In this issue:
- NLRB member finally nominated
- Union popularity vs. business
- Robots filling orders
- Sectoral bargaining coming?
- Scoreboard, Insight, Sticky Fingers and more…
Labor Relations Insight by Phil Wilson
Save the date: On June 24th I’m presenting The PRO Act Pivot. The point of this webinar isn’t hand-wringing over this terrible legislation. Instead, we’ll focus on the practical steps you should be taking NOW to both anticipate the PRO Act and situate your company to respond to a completely new labor environment. You’re probably asking yourself whether I think the PRO Act is going to pass this year. Join me on the webinar to understand why that’s the wrong question.
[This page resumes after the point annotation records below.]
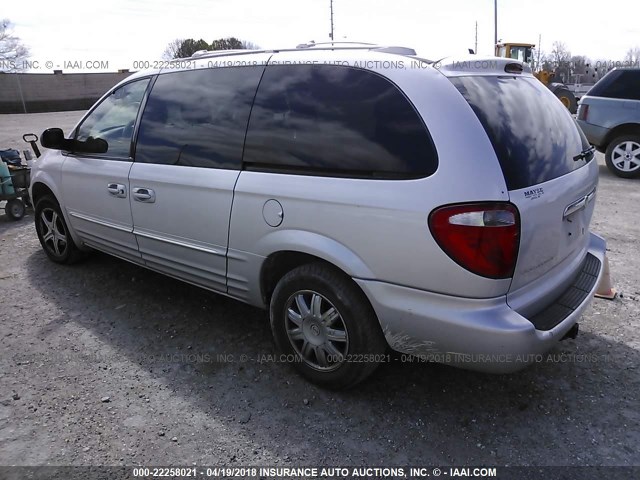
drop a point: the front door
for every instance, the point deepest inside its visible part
(95, 188)
(187, 160)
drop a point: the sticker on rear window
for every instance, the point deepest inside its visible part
(534, 193)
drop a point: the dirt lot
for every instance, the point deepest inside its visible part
(106, 363)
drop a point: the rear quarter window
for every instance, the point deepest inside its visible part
(336, 121)
(534, 136)
(621, 84)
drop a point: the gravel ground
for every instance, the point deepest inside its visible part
(106, 363)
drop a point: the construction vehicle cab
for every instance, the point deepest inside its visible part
(524, 53)
(517, 51)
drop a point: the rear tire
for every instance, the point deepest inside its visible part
(323, 321)
(53, 232)
(623, 156)
(15, 209)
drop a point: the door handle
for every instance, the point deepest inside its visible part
(146, 195)
(117, 190)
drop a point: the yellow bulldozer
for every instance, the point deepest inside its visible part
(523, 52)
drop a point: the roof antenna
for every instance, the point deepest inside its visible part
(331, 9)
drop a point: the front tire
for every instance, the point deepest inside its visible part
(623, 156)
(14, 209)
(53, 232)
(320, 318)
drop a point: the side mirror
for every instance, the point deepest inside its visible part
(54, 138)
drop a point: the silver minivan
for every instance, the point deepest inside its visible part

Biggest labor news this week: Joe Biden (finally?) nominated Gwynne Wilcox to become a Member of the National Labor Relations Board. If confirmed by the Senate Wilcox will join Board Chair Lauren McFerran as the second Democrat Board Member. The Board will remain a Republican majority until later this year when Bill Emmanuel’s seat opens up in August.
Wilcox is a union-side attorney with the law firm Levy Rattner and she serves as associate general counsel to the largest SEIU local. In addition, she sued McDonald’s on behalf of Fight for $15. This work will present some recusal issues similar to the ones Democrats raised against Bill Emmanuel, and I would expect Republicans in the Senate to raise these issues during her confirmation.
Given the speed with which the Administration attacked labor issues – especially the unprecedented sacking of Peter Robb and Alice Stock during his first week in office – I’ve been surprised at how long it took to nominate a new Democrat Member to the NLRB. I suppose one reason for the delay is that one additional Democrat doesn’t really make a big difference at the Board right now. Until that third seat opens up there can’t be a Democrat majority (or even a tie vote). The Biden team may have wanted to keep the Senate focused on nominations that matter right away. But there aren’t a lot of days on the Senate calendar between now and August when this seat will matter a lot. It makes a lot of sense to fill it now.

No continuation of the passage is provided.